In the past I have written about what a microservice architecture looks like and some of the tradeoffs that come with it. One of the biggest gains this architecture brings you is the ability for many people to be working on different projects at the same time. Inevitably the services you are writing will be used or you may need to consume someone else’s API to get your work done.
This is easy right?
Let us assume you need to write an API for another team. You will sit down, write out the spec on a ticket and you are off be off. It will have the following fields:
Sit down, write tests, then code (yes TDD!), and it’s done. Pull request up. Approved. Deployed.
Meanwhile the "consumer" is writing their client code based on what you put on the ticket. They have everything stubbed out in their tests and eagerly awaiting the "producer" to deploy their code. The API ticket is marked as deployed. Lets see how it runs.
400 - Bad Request. It doesn’t work.
Let’s take a look at the API spec again:
- Id - Was this a number? String? UUID?
- Name - What will this look like? All caps?
- Description - Can this be null? What about length?
- Created - Formatted string or unix time?
- Deleted - Same
- Version - Can this be null?
Looking at it now there may have been questions at the onset when writing this spec which could have prevented an error from occurring. But looking at this from a higher level you can see that the issue here was lack of communication and detail on the part of the "producer" and bad assumptions by the "consumer". Both parties had done development and written passing tests and yet there was still the error when it went live. Could this have been communicated through something other than a ticket or a document?
Let’s assume there is an existing API that a team supports. A ticket comes across that says, “Remove Version Field From Resource”. A team member grabs it and it is done in a matter of minutes.
Pull Request up. Approved. Deployed. Easy. Lunch.
After lunch the Reporting Slack channel is blowing up. “Why are the APIs failing?” “Why do we see 400s?”
Then someone sees that a ticket was deployed around removing a field. A whole afternoon's worth of work was lost putting out a fire. Guess the ticket was not so easy after all?
Once an endpoint is made public there always needs to be an assumption that someone is using it and therefore backwards compatibility needs to present to ensure we don’t cause failures on other teams. If a resource needs change for a big reason other teams will then need to understand the endpoint is going to be deprecated and need to change.
Versioning is a common strategy to make sure these kinds of issues don’t occur but maintaining and supporting so many endpoints is prone to problems as your code base grows.
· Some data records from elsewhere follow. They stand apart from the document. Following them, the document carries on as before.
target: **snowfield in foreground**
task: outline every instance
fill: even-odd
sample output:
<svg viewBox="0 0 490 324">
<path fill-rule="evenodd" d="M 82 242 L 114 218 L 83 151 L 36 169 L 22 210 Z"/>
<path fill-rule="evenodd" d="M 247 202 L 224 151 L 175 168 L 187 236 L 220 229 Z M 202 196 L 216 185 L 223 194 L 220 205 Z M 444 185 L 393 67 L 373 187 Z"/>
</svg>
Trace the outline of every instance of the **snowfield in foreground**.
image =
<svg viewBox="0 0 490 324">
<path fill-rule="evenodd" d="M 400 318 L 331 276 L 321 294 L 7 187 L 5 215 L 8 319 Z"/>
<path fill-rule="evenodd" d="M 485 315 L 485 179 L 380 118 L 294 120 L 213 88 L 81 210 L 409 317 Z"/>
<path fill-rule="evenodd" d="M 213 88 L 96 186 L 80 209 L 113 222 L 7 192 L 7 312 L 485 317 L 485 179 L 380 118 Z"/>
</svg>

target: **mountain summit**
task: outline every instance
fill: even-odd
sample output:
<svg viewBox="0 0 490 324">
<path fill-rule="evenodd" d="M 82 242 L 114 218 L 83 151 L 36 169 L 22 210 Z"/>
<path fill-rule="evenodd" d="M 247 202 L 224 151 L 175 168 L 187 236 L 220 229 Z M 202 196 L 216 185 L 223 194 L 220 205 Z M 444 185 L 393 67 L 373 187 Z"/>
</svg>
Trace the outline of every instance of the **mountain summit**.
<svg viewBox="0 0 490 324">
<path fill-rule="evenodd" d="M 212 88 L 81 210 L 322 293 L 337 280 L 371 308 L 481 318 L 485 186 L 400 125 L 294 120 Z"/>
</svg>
So is there an easy way to tell if you are going to break someone else's code before you deploy?
Consumer Driven Contracts
So in the previous two examples we saw common issues that occur when developing microservices. They fall into two categories, the first being the lack of a contract and the second is a violation of the contract. By contract we simply mean an agreed upon payload and endpoint between APIs.
“But you said this was the issue in the first example!” you might be thinking and you’re right. Notes on a ticket doesn’t really constitute a full contract (more of an agreement). If in real life you break a contract there is some sort of penalty associated with the violation. For the contract to be strong it needs to be detailed and maybe address edge cases and basic use cases.
So how do you penalize a developer for breaking a contract? Escalate it to management? Publicly shame them? Make them buy you a beer? All of those options seem very… personal and wouldn’t build for good team relationships (except maybe the beer). What about a test?
No, I’m not talking about the type of test we talked about in the first example where two developers go off into a corner and come back with two different types of resources. There are testing libraries that exist that allow two developers to sit down and create a shared contract. Then go off and build their systems with the confidence that they are working on the same type of code.
This provides an opportunity for Test Driven Development. The libraries automatically make tests that run against the producer to ensure they are fulfilling the contract, meanwhile tests can be written against the stub to ensure the “consumer” is using the API correctly. When the two are done they should work seamlessly because they have been developing against the same code.
Furthermore, we have a built in smoke test on the producer code now because if the endpoint changes in any way we will see a test failure because the contract will have been broken. This broken test, if left unchecked can be the penalty mentioned earlier in the form of the very public shaming of breaking the build.
What about AMQP?
Ah, you thought that I’d forgotten about Event Driven Architectures didn’t you? How are you to write a contract around an AMQP message? Well both of these libraries have you covered. You can write a similar contract that points to a specific exchange and payload design. This will allow for the same sorts of checks to happen on the producer at test time and allow a mock for the consumer to use.
Some libraries allow for edge cases to be tested on the client end which can help a developer build a more robust system. Spring Cloud Contract is built on a library called WireMock which has a special library that can simulate some common HTTP errors. This can be especially useful to consumers who may want to test bad URI routing or 403 errors against a system without actually needed another API to be present.
Sure, this seems great, but why can we not just use integration tests? I mean we are integrating with another system after all so would an integration test make sense? Yes and no.
There is a large overhead cost for integration tests. Often these tests can be flakey, long running, with the moon in the right phase, so we like to keep them to a minimum. Taking a gander at Ye Olde Testing Pyramid we can see that integration tests are to be smaller while unit tests are the largest.
In the middle you’ll see consumer driven tests. This is where the meat of the business logic lives and any sort of inputs should be mocked. The business logic does not care where the data comes from but acts rather like a machine that can return outputs in an expected way.
Consumer driven contract tests can provide for us a realistic mock for the consumer by mocking what the interactions with the API system. It also has the added benefit of being a form unit test around the “producer” to ensure the outputs are correct.
In the end integration tests are not unnecessary but should be kept to a minimum. What is important however is finding a common way to make sure the work is being accurately documented so both parties can be in agreement on what they are working on together.
Communication is key in this line of work and we should be looking to improve communication lines between teams wherever necessary. Sitting down and writing a contract together can reduce large amount of ticket thrash, upset managers, and frustrated developers.